Farmers Are Protecting Baby Cows From Frostbite With Adorable Knitted HoodiesAmerican Web Media
This story originally appeared at American Web Media.
Farm life is tough, and the task becomes impossible without healthy animals. That’s why some farmers are getting creative when it comes to protecting their four-legged crew.
One cattle farmer, Cans Moleman, posted a picture of his young calf wearing an adorable crocheted cap with ear flaps to protect it from frostbite. The adorable picture was quickly liked and shared, leading other farmers – despite their reputations as big tough guys – to post pictures of their baby cows wearing similar handmade earmuffs.

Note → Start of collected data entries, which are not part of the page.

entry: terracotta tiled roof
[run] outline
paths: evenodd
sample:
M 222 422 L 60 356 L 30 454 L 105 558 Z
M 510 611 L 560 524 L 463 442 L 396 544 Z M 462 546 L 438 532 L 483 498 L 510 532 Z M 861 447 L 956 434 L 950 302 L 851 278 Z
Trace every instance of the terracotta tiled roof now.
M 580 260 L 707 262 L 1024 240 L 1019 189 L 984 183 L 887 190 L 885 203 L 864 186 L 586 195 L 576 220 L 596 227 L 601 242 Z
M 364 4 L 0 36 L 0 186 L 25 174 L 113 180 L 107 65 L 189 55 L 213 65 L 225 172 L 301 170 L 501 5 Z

There’s extensive documentation, meanwhile, detailing the link between calves’ extreme sensitivity to cold. “Frostbite is the damage to body tissues that occurs when these tissues freeze,” one author, Dr. W. Dee Whittier, explained in a paper called Calves and the Cold.

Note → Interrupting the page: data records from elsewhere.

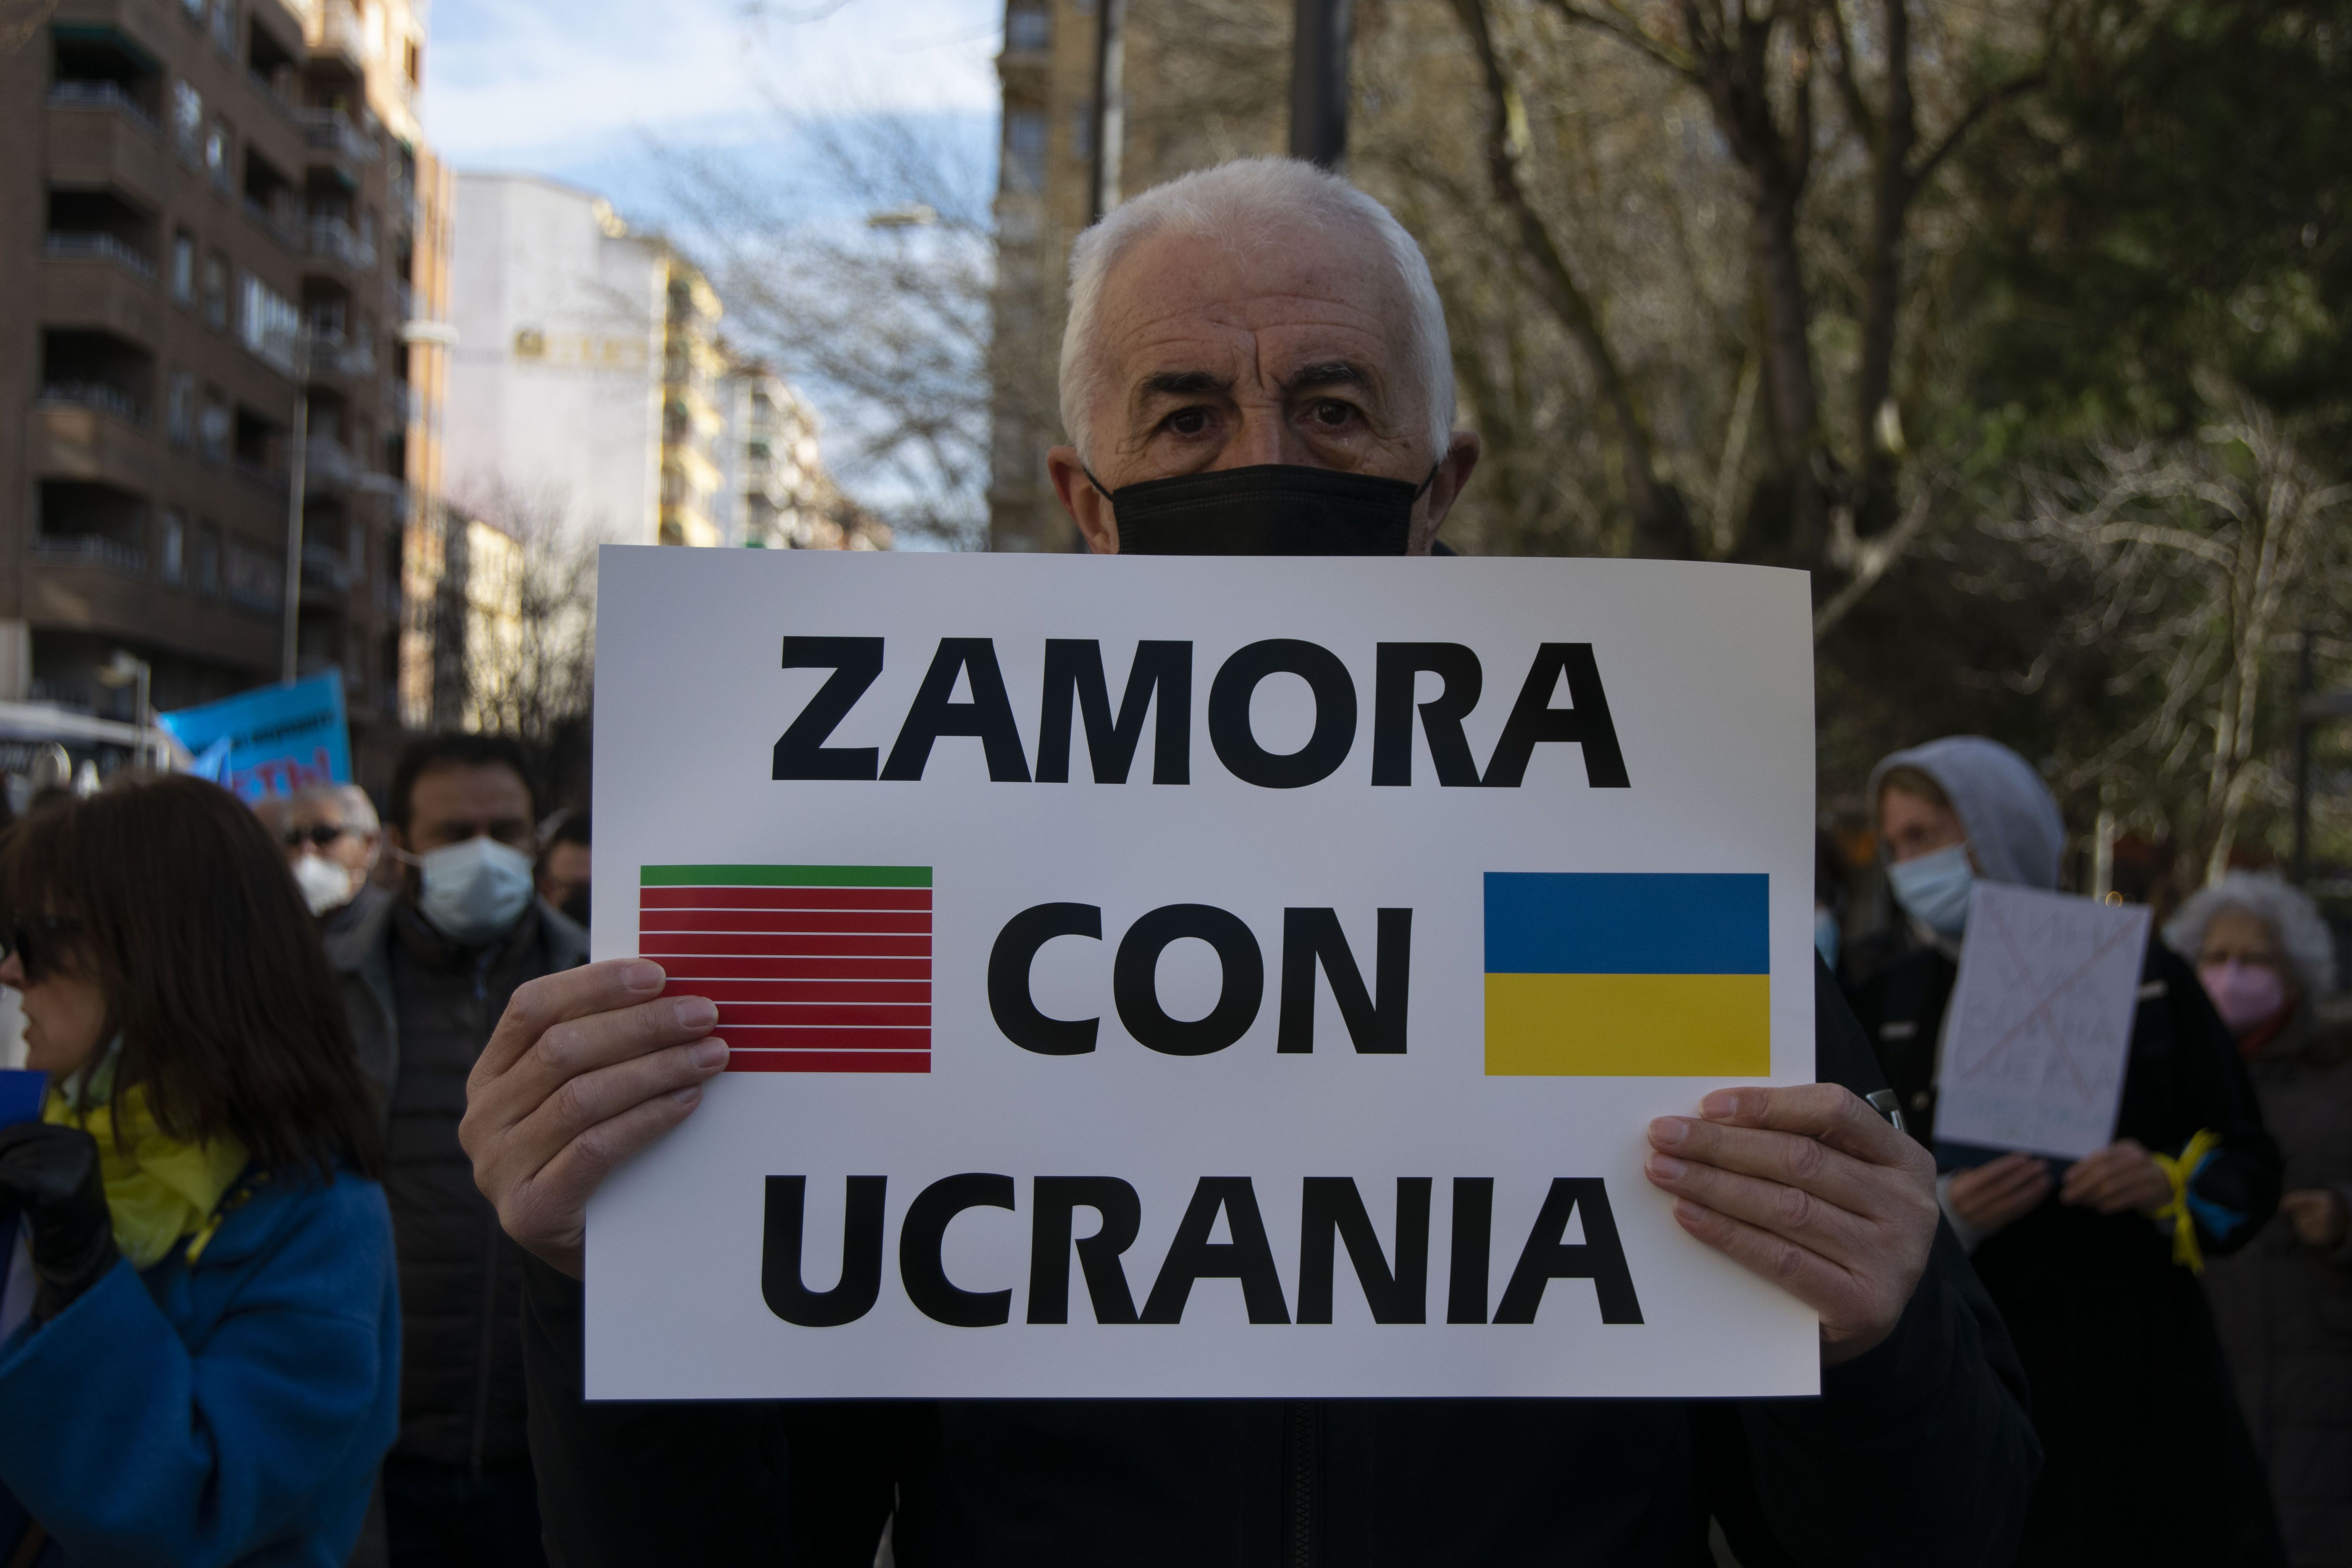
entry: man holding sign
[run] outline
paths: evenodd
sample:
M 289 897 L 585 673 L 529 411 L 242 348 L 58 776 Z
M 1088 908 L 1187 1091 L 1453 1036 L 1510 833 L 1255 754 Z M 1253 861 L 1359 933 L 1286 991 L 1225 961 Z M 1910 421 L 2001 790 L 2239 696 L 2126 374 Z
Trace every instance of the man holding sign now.
M 1384 209 L 1231 164 L 1073 271 L 1097 553 L 1430 552 L 1478 445 Z M 1800 580 L 900 560 L 791 597 L 783 723 L 714 737 L 679 683 L 772 669 L 790 585 L 695 553 L 603 601 L 595 929 L 659 962 L 518 991 L 465 1125 L 544 1265 L 557 1560 L 2005 1558 L 2005 1335 L 1813 984 Z M 1678 661 L 1710 625 L 1755 657 Z M 599 1398 L 793 1397 L 585 1404 L 583 1344 Z M 1444 1397 L 1548 1394 L 1746 1402 Z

“The extremities are most at risk,” he writes. “Frozen ears and tails result in changes in cattle appearance but do not affect cattle performance significantly. Frozen feet generally result in a calf that must be put to sleep or will die. Occasionally teats of a recently calved cow freeze resulting in mastitis and frequently loss of milk production in at least one-quarter of the udder.”
The animals’ extreme vulnerability had led farmers to brainstorm creative ways to protect the most vulnerable members of their herd. “Newborn calves are most at risk because they are wet and because they have a large surface area in relation to their total body mass,” Whittier continues.
“Calves are not fully capable of maintaining temperature the first several hours of life. Newborn calves have a circulatory system that is less able to respond to cold changes as compared to more mature animals,” he explained.
The elements, in particular wind, also play a role. “Wind is often the biggest factor,” the doctor continues. “The effect of wind is often referred to as wind chill and tells how living things ‘feel the temperature.’ Wind chill is often many degrees colder than the actual temperature. Humidity has a large effect on cold as well since humid air can take more warmth away from animals.”
Regardless, we’re huge fans of this farming trend. These little calves sure look cute and cozy!